It’s that time of year when you are heading to the beach or marina or hitting the trails for hiking and biking adventures. Most of us have a tube of sunscreen stuffed away in a closet from last summer and you might be wondering if it’s still good. Also, you may have heard many different claims about which sunscreen ingredients are the safest and which are ones to avoid. You want a product that really works, but is also safe. Choosing the right sunscreen can be confusing.
Don’t Throw Last Year’s Sunscreen Away (Unless…)
That tube of sunscreen you still have left from last summer should still be good, provided it was stored at room temperature, and the date hasn’t expired. If you left it in the glove compartment of your car or under a bed in the camper you might want to toss it. Long exposure to extreme temperatures can break down the active ingredients in most sunscreens and isn’t worth the risk. Some people like to start the season out with a fresh tube of sunscreen, just to be safe.
Ingredients to Avoid
When choosing a sunscreen, finding one with safe and effective ingredients should be your first priority. This can be very difficult because the majority of brands out there carry one or more ingredients which are hazardous. Oxybenzone, for example is one you might want to avoid. One study found that the chemical was still present in the urine of test subjects up to six weeks after application! Parabens, phthalates, and artificial fragrances also are best avoided.
Ingredients to Look For
Next, look for a sunscreen which has zinc oxide, or titanium dioxide, as the main active ingredient. Better yet, look for one that contains both. These two ingredients have a long, proven safety factor.
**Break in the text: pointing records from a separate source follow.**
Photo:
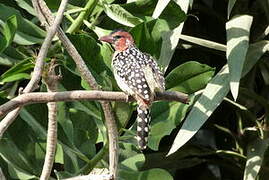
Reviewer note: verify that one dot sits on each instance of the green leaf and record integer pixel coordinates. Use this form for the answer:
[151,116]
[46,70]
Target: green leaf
[203,42]
[159,8]
[19,166]
[16,77]
[120,15]
[27,33]
[255,156]
[171,38]
[90,52]
[238,30]
[21,67]
[152,174]
[165,117]
[148,36]
[213,95]
[26,5]
[231,4]
[189,77]
[8,32]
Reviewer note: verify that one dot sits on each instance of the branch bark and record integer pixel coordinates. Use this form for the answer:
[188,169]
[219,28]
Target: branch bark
[51,80]
[44,97]
[46,18]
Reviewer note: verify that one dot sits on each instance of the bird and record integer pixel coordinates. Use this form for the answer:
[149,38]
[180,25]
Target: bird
[138,75]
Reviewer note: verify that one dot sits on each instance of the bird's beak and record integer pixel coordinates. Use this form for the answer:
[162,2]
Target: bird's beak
[107,38]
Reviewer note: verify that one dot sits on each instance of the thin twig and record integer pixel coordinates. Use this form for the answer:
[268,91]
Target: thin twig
[88,77]
[4,124]
[51,80]
[44,97]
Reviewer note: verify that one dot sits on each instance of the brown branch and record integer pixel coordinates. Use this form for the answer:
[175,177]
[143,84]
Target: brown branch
[88,77]
[51,80]
[5,123]
[44,97]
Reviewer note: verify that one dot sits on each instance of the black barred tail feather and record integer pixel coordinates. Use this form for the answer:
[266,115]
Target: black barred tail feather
[143,119]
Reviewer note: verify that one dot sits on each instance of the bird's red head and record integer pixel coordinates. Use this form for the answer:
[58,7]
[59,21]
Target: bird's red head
[120,39]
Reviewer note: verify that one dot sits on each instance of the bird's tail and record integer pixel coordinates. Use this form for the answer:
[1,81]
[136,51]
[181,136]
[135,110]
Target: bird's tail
[143,119]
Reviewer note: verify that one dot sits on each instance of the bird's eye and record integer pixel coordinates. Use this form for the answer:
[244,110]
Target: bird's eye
[117,37]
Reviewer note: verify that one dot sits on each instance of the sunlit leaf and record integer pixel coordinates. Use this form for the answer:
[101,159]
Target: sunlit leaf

Both do a wonderful job at reflecting harmful UVA/UVB rays without the potential side effects of some the ingredients in other sunscreens. Just make sure that these ingredients are the non-nano particle type. This means that the molecules haven’t been reduced to a size that can be absorbed into the blood stream. A good sunscreen should lay on top of the skin instead of being absorbed like a moisturizer. Also avoid these ingredients in powder or spray forms as exposure through inhalation should be avoided.)
Also, look for a sunscreen that claims to be Broad Spectrum. This means that it protects both UVA/UVB rays. UVA rays are the ones that can cause premature aging and some forms of skin cancer. UVB rays are the ones which cause most sunburns. You need to be protected from both UVA/UVB rays if we are going to be outside for very long.
Sun Protection Factor
When it comes to the numbers look for a product with at least 30 SPF. This will block about 94% of UVA/UVB rays. An SPF of 45 will block about 96%. Because no sunscreen can offer 100% protection, using products with higher SPF will not provide much additional benefit and are usually not worth the extra cost.
Water Resistance is Important (But there’s no such thing as water-proof)
Because many people use sunscreen while enjoying their favorite water sport you should look for one that claims to be water resistant for at least 40 minutes. This is especially important for use with young children who are in and out of the water constantly. You don’t want to have to stop every 10 minutes to reapply.
Make Sure You Use Enough
Many people don’t apply enough sunscreen to get the proper effect. The recommended dose is to use a shot glass size dollop and spread evenly over all exposed skin areas. It is better to have too much than not enough. Try to apply at least 15 minutes BEFORE you are going to be exposed, if possible. If you are outside for an extended period, you should reapply every 1 ½ to 2 hours.
Don’t Forget Your Feet, Knees, and Lips
Don’t forget the tops of your feet if you are going barefoot, wearing flip-flops, or your favorite sandals. Bald heads need a generous amount too, if you are going hatless. Knees are often a missed spot, and can be a problem if you are out in a kayak, or just sitting in the sun for long period of time. Lips need protection too so look for a lip balm with an SPF of at least 15.
But You Still Need to Limit Sun Exposure
Another thing to consider is covering up more. Unless you are a life guard you might want limit the time you spend over-exposed to the sun. Wearing loose fitting tops with longer sleeves and longer summer skirts can be a big help protecting your skin. Broad brimmed hats and beach umbrellas are also good alternatives. Spend time outdoors earlier or later in the day when the sun is lower.
Remember, overexposure to sun, even for short periods of time can do significant damage. If you want to avoid premature aging, then using a safe, effective sunscreen may be the best thing you can do for your body this summer.